I am so tired.
Tired of waiting
Tired of hurting
Tired of being alone.
Longing for your love
Your never-ending, unconditional love.
Why do I feel like it’s absent from my life?
Why do I feel so alone all the time?
Why can’t you tell me you love me anymore?
Why do I have this ache in my heart,
An ache that feels like a hole that is waiting for your love.
Realizing that I don’t appreciate your beliefs,
(Nor you mine.)
Realizing that it’s not my responsibility
To convince you to love yourself.
I know that if you don’t
You can never love me.
I can’t save you.
I can always love you.
I can wish the best for you.
I can do all of this
From a distance
That softens the blow
Of me believing you can love me
Of me realizing you cannot.
Allowing myself to open the door
To the love that is waiting somewhere for me.
Walking toward me.
Because you are not,
Walking in my direction.
Nor me in yours.
“An ache that feels like a hole that is waiting for your love. Or someone’s.” I remember that feeling. One of the things that helped me was realizing there was/is a loving God (who goes by many names) who will always love me deeply. Also loving myself and the constants in my life helped.

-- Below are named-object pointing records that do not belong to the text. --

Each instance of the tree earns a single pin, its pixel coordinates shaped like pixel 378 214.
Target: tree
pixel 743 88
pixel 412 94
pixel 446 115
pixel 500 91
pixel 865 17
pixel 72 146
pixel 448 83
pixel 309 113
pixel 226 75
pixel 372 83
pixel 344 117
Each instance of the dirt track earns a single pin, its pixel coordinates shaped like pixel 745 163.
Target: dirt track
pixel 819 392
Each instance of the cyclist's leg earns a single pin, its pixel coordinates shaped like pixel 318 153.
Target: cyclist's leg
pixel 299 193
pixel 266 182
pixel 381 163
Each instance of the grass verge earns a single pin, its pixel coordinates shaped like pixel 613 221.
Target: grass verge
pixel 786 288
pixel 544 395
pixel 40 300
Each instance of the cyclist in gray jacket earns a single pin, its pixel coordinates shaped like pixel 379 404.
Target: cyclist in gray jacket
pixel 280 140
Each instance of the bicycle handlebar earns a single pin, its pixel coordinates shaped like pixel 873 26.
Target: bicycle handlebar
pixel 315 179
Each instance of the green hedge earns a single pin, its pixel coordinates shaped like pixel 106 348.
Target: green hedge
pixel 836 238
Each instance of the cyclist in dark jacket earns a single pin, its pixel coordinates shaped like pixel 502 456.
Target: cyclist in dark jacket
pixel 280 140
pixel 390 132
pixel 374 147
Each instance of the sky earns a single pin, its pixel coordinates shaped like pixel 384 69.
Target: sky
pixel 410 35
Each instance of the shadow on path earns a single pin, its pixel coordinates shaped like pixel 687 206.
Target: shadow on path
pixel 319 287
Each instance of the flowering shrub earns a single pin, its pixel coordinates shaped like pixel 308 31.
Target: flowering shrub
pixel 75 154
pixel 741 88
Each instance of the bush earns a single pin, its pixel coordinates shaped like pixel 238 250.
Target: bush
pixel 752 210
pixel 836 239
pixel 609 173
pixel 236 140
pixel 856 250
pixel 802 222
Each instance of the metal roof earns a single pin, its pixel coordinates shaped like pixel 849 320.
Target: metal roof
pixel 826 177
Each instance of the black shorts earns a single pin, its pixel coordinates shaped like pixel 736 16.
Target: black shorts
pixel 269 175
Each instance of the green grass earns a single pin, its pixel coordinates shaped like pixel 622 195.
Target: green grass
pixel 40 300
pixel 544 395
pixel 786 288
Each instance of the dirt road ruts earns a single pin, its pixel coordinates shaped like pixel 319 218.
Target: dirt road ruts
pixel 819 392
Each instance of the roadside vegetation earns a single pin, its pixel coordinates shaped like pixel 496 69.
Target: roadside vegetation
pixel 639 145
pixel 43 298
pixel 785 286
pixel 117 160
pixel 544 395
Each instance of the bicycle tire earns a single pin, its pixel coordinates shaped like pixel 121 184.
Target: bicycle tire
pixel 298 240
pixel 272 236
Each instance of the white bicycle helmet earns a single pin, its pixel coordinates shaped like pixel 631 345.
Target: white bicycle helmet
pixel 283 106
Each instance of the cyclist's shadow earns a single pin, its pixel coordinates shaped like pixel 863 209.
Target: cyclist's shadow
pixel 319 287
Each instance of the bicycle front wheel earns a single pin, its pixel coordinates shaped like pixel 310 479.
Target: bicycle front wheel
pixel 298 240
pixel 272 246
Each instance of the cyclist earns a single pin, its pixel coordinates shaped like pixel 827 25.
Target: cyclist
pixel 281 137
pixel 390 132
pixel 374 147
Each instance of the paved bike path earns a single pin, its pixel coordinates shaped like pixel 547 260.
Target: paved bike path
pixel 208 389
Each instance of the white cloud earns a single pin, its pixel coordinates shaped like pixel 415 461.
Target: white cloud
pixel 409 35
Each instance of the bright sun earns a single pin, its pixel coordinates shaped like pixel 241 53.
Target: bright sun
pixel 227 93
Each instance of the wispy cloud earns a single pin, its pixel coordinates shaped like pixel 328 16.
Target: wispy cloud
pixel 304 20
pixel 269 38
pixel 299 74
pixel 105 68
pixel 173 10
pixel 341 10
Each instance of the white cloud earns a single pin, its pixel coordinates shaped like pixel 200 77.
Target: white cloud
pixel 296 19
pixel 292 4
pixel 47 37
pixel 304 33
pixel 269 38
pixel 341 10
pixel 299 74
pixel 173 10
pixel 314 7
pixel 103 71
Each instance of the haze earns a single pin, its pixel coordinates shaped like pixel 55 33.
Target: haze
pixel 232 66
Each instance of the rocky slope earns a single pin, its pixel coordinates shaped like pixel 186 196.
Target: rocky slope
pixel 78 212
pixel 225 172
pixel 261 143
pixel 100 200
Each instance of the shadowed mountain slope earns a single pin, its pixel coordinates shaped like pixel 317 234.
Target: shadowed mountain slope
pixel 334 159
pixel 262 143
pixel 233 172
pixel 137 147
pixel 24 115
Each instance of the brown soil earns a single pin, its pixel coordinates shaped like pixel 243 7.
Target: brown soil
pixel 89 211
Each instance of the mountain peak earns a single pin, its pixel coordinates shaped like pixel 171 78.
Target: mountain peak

We’ve been on a rollercoaster lately. But the lows never last long with me, because I have learned not to get too attached to the outcomes. Self love is so I’m important and I know I am part of the One Thing, all connected and that is love. So writing it out helps in that moment, and usually dissipates any fear or loneliness
I like, “One Thing, all connected and that is love”. Glad you’re doing okay.